Just three weeks ago, Pennsylvania's Republican presidential primary was the pinnacle of political intrigue—an unpredictable showdown between a native son with an insurgent candidacy fueled by the party's social conservative wing, and an establishment favorite aiming to regain his air of inevitability as the party's eventual nominee.
Rick Santorum's decision to drop out of the race two weeks ago sucked virtually all of the drama out of Pennsylvania's primary.

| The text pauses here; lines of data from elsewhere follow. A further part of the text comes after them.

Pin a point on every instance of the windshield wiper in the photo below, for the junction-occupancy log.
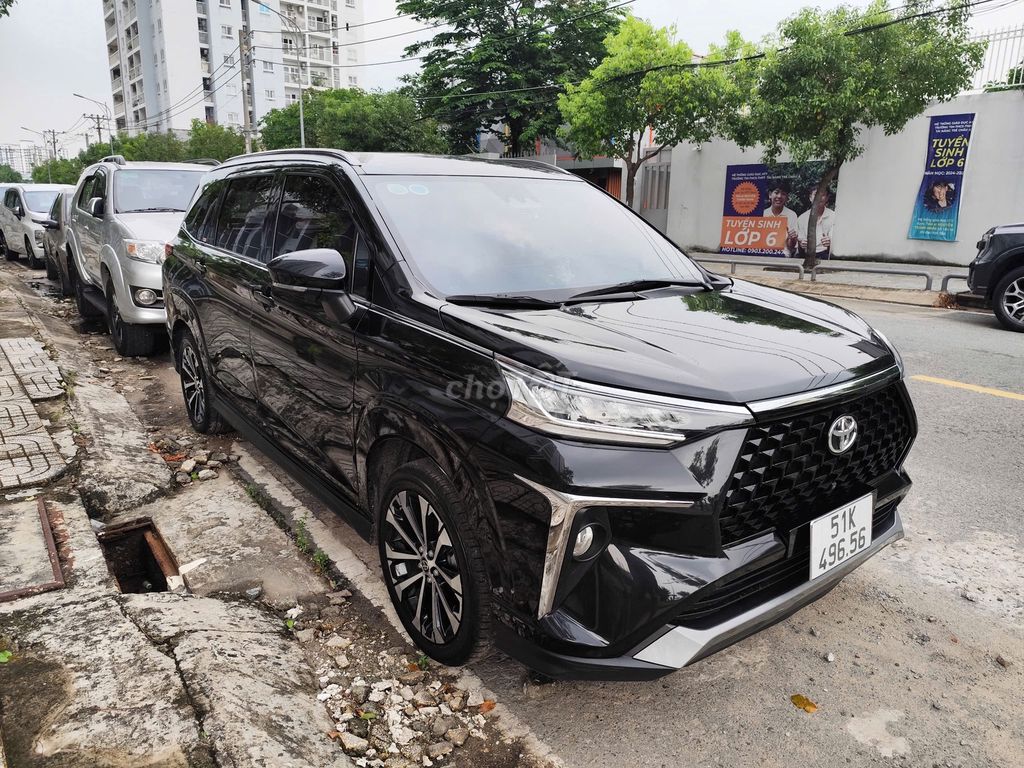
(154, 210)
(501, 299)
(636, 286)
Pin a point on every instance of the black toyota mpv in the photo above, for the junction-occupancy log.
(568, 440)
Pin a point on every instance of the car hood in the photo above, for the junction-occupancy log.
(740, 344)
(160, 226)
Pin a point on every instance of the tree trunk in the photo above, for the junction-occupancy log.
(810, 254)
(631, 177)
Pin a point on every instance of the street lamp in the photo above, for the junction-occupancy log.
(49, 172)
(107, 112)
(302, 120)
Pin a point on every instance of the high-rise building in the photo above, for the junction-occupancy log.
(172, 61)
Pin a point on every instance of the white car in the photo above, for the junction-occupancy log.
(25, 209)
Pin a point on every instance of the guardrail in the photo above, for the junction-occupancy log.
(822, 269)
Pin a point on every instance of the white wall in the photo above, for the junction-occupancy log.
(878, 190)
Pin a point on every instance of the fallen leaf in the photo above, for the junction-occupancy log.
(803, 702)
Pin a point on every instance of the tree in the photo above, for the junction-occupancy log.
(356, 121)
(832, 74)
(218, 142)
(499, 61)
(644, 81)
(8, 175)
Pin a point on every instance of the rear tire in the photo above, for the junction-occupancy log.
(34, 262)
(130, 339)
(432, 563)
(5, 249)
(196, 388)
(1008, 300)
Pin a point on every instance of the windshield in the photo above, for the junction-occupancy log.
(40, 202)
(484, 235)
(152, 189)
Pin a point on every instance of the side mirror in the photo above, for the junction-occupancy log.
(315, 269)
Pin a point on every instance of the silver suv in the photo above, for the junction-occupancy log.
(122, 215)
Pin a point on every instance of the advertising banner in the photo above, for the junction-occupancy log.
(936, 211)
(767, 208)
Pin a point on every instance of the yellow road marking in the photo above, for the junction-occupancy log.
(971, 387)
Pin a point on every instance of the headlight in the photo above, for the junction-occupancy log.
(144, 250)
(570, 409)
(896, 354)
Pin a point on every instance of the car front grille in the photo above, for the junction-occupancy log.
(728, 597)
(785, 475)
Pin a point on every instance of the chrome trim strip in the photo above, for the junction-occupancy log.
(680, 645)
(815, 395)
(563, 511)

But as voters in the state head to the polls Tuesday to hand Mitt Romney an expected victory, the presumptive Republican nominee faces an equally suspenseful question: Can he win the state in November?
If polls are to be believed, Romney has the best shot of any Republican presidential candidate in recent years of carrying Pennsylvania in the general election.
A recent Quinnipiac University poll of likely voters in the state found President Barack Obama leading Romney by just 3 points, 45 percent to 42 percent (a result barely outside the poll's margin of error of plus or minus 2.8 percentage points).
According to Quinnipiac, 50 percent of likely voters in Pennsylvania disapprove of the job Obama is doing as president—a number higher than Obama's disapproval rating nationally. Asked if the president deserves a second term in office, half of those polled say no—another number that has been substantially higher than the national polling average.
"Romney has a real chance to win this state," G. Terry Madonna, head of Franklin & Marshall College's Center for Opinion Research, told Yahoo News. "All signs that we see indicate that this will be a pretty close election."
But as a swing state, Pennsylvania has long been a political tease to Republican presidential contenders—seeming to be in their grasp as late as the final days of the general election, only to slip away.
In 2000 and 2004, George W. Bush spent millions of dollars on TV ads and crisscrossed the state—only to lose to his opponents Al Gore and John Kerry by 5 points or less. In 2008, John McCain was virtually tied with Obama in Pennsylvania up until October and spent days holding last-minute town halls around the state. Yet Obama eventually won Pennsylvania by 10 points—one of his biggest margins of victory among the so-called swing states.
A Republican candidate hasn't won Pennsylvania since 1988, when George H.W. Bush carried the state.
But Obama faces a far different political climate in Pennsylvania than he did four years ago, when he was elected as the candidate who could bring change to Washington. He now faces a state that is filled with angst over the state of the economy.
"The economy is the driving issue in Pennsylvania and it's an issue where Obama is extremely vulnerable," Madonna said.